赤司先輩の様子に対する違和感というのは日に日に増していき、それに伴って心配と不安が増す中、無理をしないでほしいということすらいえずに私はマネージャーとして仕事をしていた。

ふと、練習風景を見ていたときだった。

赤司先輩が走りながら一瞬顔を顰めたのだ。それは誰かの行動を不快に感じたとか、そういう様子ではなく走っているときに。

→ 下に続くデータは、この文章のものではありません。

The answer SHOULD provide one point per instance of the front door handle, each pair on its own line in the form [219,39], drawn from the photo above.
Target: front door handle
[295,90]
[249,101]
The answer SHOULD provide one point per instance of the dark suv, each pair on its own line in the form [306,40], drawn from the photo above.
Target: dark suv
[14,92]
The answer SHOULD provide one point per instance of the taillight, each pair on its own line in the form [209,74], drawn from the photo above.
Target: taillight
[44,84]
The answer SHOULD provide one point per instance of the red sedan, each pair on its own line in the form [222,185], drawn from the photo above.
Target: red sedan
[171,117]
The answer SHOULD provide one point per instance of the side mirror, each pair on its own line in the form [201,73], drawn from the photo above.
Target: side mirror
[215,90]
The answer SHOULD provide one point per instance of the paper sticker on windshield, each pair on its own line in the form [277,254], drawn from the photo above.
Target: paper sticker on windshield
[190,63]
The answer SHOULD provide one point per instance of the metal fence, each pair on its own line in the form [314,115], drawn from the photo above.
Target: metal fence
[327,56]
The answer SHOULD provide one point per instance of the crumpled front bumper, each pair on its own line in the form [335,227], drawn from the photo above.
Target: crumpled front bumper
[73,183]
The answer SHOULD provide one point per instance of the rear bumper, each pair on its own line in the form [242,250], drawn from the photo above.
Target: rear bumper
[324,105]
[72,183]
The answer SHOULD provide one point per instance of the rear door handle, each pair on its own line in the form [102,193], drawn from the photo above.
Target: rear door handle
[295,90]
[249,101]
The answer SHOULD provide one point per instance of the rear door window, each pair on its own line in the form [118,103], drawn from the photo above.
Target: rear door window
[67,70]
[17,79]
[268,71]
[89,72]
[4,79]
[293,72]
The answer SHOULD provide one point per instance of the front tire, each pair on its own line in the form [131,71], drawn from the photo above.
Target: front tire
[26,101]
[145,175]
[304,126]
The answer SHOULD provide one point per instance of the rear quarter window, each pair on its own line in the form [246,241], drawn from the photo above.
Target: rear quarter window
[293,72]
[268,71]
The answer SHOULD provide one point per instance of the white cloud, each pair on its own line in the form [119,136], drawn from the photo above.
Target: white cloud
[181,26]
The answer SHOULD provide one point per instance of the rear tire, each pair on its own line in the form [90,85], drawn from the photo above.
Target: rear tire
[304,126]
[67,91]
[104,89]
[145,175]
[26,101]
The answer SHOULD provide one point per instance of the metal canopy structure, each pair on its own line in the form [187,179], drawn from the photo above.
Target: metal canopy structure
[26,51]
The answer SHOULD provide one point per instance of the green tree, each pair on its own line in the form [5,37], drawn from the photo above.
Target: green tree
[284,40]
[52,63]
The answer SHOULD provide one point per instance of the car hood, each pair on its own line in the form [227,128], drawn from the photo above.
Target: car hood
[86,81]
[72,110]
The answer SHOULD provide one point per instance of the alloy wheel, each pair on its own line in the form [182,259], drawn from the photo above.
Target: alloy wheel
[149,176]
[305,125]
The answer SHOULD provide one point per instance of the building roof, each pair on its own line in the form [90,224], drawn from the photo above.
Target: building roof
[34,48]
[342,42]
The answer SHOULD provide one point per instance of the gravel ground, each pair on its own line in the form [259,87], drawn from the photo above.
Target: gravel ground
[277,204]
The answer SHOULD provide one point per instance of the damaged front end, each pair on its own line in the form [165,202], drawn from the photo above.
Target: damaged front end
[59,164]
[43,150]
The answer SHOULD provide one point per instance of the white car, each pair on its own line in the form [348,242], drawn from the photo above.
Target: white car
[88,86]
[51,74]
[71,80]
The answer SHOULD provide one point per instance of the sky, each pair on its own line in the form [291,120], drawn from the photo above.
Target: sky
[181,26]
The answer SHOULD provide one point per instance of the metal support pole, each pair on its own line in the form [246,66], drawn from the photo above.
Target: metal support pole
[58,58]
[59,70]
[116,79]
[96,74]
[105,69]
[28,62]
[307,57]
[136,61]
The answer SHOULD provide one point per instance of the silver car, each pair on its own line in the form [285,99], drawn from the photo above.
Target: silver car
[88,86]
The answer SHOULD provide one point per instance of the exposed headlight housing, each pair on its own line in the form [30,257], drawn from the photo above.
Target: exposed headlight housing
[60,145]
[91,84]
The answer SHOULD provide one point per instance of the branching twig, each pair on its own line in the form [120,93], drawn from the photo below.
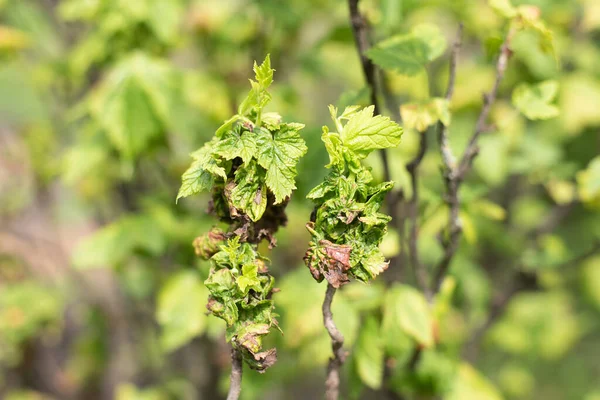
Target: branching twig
[360,29]
[235,386]
[413,241]
[488,99]
[455,174]
[450,176]
[332,383]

ずっと気になっていた違和感が正体を現した。やっぱり赤司先輩は足をかばっている。


私は監督の元へと許可をもらいにいき、それから休憩時間になるまで待った。


休憩時間に入り、それぞれ用意されたドリンクを飲んだり、タオルで汗を拭いたりとしている中、私は赤司先輩のもとへと向かった。


「赤司先輩!」


赤司先輩はタオルで汗を拭きながら、こちらを向いた。そういうなんでもないしぐさがかっこいいから困る。


「なんだい。」


不思議そうな顔をする赤司先輩に私は息を大きく吸い込むと言った。


「先輩。監督の許可はもらいました。休んでください。」


いったい何を言っているんだといわんばかりに眉を寄せる赤司先輩。


「どうして?僕はいたって健康だ。」


「でも、足を庇ってますよね?」


まさか気づかれると思っていなかったのだろう、赤司先輩は色違いの双眸を見開いた。


「・・・僕には何のことかわからない。」


赤司先輩の目がすっと細められる。ううう、怒ってらっしゃる。けど、やっぱり無理はしてほしくない。嫌われても赤司先輩の体のほうが大事だ。


「と、とにかく休んでください。」


「僕には何の異常もない。」


「無理してほしくないんです。」


そのときちょうど休憩時間が終わった。赤司先輩が練習に戻ろうとするので前に立ちふさがる。今、ここで無理をしたらさらに無理をして足を悪化させてしまう。自己管理はしっかりできている赤司先輩だから、そこまで足がひどいというわけではないと思うけれど小さいうちに直しておくのが一番だ。


「・・・そこをどいてくれ。」


鳥肌が立つような恐怖の瞳が私に向けられる。びくり、体を震わせながら、私は先輩の前に立ちふさがる。


「だめです。」


毅然とした態度を何とか作って私は先輩の前に立ちふさがり続けた。


「・・・逆らうつもりか?」


赤司先輩が、殺気を放ち私をにらむ。今すぐにでもこの場をどきたいくらい怖い。けれどだめだ。


「・・・はい。」


このまま殺されるのでは、と思った。赤司先輩から発せられる殺気が尋常じゃない。

けれど、私が返事をした瞬間にその殺気は消えた。

変わりにふわりと私を赤司先輩が包む。待っていた部員たちが冷やかす声が聞こえて恥ずかしくなったけれど、赤司先輩を退けるなんてありえない。


「・・・試したかいがあったものだ。」


「へ?」


赤司先輩は私を抱きしめながらポツリと一言そういった。




?



(あれ、演技だったんですか!?)


(君に心配してほしくてね。小さな変化でも見逃さず見つけてくれてうれしかったよ。)


(・・・何にもなくてよかったです。)


(ありがとう。・・・好きだよ、なまえ。)


(っ!!)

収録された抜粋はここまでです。